The shift from tangible DVD or Blu-ray discs to downloads is another challenge to the industry, in addition to the recession.

“The industry, even Disney, is going to feel the effect of the fact less and less people are going to be buying DVDs and even Blu-ray,” said Perry, who added that his business is down about 25 percent. “I think Blu-ray is never going to take off.”

Perry said the next big injection for the industry will come from technology that allows consumers to download material directly to their televisions.

Others say business is holding firm even in the soft economy.

Linda Rankin, assistant manager of the Chicken Ranch brothel in Pahrump, said her business doesn’t appear to be suffering.

“We have our slow days, but we go by the week so our grosses are still up,” Rankin said.

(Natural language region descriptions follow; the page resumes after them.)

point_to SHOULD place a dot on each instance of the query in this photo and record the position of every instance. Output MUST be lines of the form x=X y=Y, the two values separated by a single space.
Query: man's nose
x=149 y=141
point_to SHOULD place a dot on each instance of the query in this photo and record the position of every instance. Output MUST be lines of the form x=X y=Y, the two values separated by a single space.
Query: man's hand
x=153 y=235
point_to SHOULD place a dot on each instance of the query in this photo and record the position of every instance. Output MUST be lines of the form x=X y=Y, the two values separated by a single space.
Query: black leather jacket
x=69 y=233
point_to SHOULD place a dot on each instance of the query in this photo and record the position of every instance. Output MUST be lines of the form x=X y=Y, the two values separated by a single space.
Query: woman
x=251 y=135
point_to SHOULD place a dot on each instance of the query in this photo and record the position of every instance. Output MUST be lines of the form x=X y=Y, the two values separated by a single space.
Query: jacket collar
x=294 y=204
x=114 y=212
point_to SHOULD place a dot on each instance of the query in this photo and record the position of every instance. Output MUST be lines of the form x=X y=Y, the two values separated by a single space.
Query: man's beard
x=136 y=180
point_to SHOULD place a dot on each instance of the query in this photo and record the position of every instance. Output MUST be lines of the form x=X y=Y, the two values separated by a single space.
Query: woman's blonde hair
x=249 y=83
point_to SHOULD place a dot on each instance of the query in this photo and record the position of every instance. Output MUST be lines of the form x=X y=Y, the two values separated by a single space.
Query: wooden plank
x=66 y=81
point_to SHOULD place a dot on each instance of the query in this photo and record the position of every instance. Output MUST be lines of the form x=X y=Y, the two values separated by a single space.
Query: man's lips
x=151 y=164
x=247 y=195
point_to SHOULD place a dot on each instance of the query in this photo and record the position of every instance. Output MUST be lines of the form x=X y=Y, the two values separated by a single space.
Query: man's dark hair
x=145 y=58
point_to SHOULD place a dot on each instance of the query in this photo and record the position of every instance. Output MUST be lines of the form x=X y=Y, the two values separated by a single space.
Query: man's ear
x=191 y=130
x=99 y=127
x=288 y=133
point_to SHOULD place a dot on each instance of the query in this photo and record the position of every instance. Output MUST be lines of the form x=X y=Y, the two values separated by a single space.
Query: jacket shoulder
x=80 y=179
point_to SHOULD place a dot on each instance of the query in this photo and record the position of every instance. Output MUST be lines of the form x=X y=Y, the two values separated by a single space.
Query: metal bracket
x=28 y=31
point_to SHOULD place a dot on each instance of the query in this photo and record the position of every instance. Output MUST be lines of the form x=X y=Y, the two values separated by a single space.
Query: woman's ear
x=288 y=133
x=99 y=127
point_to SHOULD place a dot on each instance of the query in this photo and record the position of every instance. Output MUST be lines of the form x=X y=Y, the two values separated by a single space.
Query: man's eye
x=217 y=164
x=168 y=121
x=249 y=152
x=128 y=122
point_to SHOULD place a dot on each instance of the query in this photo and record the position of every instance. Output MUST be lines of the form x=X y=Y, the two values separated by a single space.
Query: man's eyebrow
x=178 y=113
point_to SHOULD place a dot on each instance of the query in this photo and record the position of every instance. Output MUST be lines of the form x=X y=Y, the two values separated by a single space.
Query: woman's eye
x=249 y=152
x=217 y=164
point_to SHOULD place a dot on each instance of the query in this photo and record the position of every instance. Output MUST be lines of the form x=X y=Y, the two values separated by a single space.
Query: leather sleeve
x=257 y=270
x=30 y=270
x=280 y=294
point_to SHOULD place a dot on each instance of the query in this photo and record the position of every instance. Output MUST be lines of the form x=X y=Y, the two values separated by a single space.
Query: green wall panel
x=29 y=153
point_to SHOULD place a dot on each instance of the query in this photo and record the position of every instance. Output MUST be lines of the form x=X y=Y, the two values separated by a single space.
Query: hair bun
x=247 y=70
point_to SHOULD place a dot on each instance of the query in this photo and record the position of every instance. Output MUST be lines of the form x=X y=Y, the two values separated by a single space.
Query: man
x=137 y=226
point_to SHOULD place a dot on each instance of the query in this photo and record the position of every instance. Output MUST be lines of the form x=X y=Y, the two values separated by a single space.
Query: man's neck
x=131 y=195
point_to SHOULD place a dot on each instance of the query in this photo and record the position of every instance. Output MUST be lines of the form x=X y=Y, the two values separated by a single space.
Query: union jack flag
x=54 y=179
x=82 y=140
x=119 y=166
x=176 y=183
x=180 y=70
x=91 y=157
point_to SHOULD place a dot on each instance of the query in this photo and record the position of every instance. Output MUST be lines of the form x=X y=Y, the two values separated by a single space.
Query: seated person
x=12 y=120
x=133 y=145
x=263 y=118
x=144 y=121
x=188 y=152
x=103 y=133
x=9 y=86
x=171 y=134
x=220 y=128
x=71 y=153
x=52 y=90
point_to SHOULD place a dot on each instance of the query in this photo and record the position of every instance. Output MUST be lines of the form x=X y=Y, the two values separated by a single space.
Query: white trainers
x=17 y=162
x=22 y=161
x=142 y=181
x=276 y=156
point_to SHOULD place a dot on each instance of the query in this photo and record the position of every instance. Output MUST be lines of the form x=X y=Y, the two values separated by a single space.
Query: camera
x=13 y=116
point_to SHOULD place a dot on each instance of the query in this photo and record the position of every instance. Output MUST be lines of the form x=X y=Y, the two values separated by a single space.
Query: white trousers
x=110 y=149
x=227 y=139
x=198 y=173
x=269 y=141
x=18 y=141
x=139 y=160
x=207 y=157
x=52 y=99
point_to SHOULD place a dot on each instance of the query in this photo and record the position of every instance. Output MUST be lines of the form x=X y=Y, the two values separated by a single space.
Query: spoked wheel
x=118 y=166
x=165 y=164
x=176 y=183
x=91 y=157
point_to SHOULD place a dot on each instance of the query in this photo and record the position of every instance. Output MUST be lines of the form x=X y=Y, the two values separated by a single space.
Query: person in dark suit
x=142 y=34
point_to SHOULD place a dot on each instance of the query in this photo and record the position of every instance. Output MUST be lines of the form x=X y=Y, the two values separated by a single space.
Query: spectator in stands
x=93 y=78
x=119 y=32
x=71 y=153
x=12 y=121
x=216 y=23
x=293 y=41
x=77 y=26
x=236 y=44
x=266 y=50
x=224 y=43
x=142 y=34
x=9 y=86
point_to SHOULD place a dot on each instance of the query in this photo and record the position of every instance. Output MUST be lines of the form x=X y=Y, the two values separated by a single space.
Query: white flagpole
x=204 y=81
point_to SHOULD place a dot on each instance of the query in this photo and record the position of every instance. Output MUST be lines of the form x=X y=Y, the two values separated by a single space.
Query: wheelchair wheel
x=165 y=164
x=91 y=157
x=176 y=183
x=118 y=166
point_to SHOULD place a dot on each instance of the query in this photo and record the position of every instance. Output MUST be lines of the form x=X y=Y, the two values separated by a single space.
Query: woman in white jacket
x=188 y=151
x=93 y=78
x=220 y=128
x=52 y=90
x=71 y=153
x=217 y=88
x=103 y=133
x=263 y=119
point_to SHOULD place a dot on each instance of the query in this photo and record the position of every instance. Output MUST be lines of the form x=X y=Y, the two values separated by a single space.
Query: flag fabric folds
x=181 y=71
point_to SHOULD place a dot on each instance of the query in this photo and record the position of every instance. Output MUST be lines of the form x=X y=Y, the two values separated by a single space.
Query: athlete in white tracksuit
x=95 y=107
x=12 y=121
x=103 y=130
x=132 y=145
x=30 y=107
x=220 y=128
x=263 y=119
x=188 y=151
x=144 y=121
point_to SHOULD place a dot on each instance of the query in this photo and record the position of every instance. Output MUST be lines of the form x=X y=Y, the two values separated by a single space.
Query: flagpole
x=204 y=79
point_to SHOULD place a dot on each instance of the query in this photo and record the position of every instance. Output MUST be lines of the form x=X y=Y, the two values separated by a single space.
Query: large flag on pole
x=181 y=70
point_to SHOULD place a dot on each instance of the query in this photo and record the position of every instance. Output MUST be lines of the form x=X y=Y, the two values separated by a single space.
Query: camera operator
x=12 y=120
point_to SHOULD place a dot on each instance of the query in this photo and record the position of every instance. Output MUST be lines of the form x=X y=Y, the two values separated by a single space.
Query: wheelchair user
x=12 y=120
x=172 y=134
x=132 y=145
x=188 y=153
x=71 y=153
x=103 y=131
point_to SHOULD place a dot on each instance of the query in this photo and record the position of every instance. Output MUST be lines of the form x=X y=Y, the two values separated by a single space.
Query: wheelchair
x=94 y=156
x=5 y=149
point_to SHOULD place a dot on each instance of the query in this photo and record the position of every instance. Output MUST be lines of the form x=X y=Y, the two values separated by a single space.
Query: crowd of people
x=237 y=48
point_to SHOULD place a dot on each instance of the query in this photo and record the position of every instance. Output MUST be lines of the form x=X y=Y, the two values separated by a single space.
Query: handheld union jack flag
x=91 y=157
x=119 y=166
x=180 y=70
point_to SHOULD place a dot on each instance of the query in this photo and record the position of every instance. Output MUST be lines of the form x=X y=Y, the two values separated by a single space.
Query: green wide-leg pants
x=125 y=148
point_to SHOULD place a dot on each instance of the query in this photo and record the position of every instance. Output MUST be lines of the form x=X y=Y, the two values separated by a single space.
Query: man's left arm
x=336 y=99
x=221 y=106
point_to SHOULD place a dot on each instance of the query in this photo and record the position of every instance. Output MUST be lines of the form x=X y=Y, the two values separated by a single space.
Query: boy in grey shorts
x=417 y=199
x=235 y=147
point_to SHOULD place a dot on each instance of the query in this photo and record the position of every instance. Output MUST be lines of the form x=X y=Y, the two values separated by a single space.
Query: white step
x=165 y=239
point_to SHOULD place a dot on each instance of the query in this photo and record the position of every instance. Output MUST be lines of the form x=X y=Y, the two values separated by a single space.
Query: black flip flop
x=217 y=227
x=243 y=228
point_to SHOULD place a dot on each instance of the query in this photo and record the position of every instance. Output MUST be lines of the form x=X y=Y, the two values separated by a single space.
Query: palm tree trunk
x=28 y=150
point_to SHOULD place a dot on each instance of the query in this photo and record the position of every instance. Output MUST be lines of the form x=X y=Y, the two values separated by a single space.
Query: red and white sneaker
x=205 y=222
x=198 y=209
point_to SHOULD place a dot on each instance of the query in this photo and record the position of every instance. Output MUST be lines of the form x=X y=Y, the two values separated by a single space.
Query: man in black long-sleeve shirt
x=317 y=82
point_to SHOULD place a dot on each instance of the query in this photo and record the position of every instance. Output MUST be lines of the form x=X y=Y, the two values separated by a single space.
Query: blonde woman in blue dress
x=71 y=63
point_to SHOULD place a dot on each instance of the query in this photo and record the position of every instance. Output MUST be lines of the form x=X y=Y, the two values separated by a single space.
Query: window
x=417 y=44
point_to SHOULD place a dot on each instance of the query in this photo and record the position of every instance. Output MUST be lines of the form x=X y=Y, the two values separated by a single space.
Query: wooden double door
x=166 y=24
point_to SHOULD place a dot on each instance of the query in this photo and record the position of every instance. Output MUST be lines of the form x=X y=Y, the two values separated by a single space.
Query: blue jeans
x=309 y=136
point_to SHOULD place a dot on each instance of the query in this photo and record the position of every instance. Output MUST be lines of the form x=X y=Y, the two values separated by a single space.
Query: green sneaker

The brothel, in Nye County where prostitution is legal, has a rotation of about 35 women plying the trade, said Rankin.

The women and the owners have learned to leverage the ubiquity of Internet access in their favor and use technology to drive new business to the ranch.

Women communicate with potential clients by e-mail. And men can use the brothel’s Web site to make transportation arrangements.

At a booth for Beverly Hills Plastic Surgery Physicians, Ian Urquhart displayed a selection of silicon and saline breast implants. Urquhart, technical coordinator for the company, said sex workers can deduct the cost of implants from their income for tax purposes, which helps when it comes to paying for new parts in tough times.

“For people who are in the industry, their body is their work,” he said. “It is a business expense.”

Although business is down, Urquhart said attending the show pays dividends for the surgeons.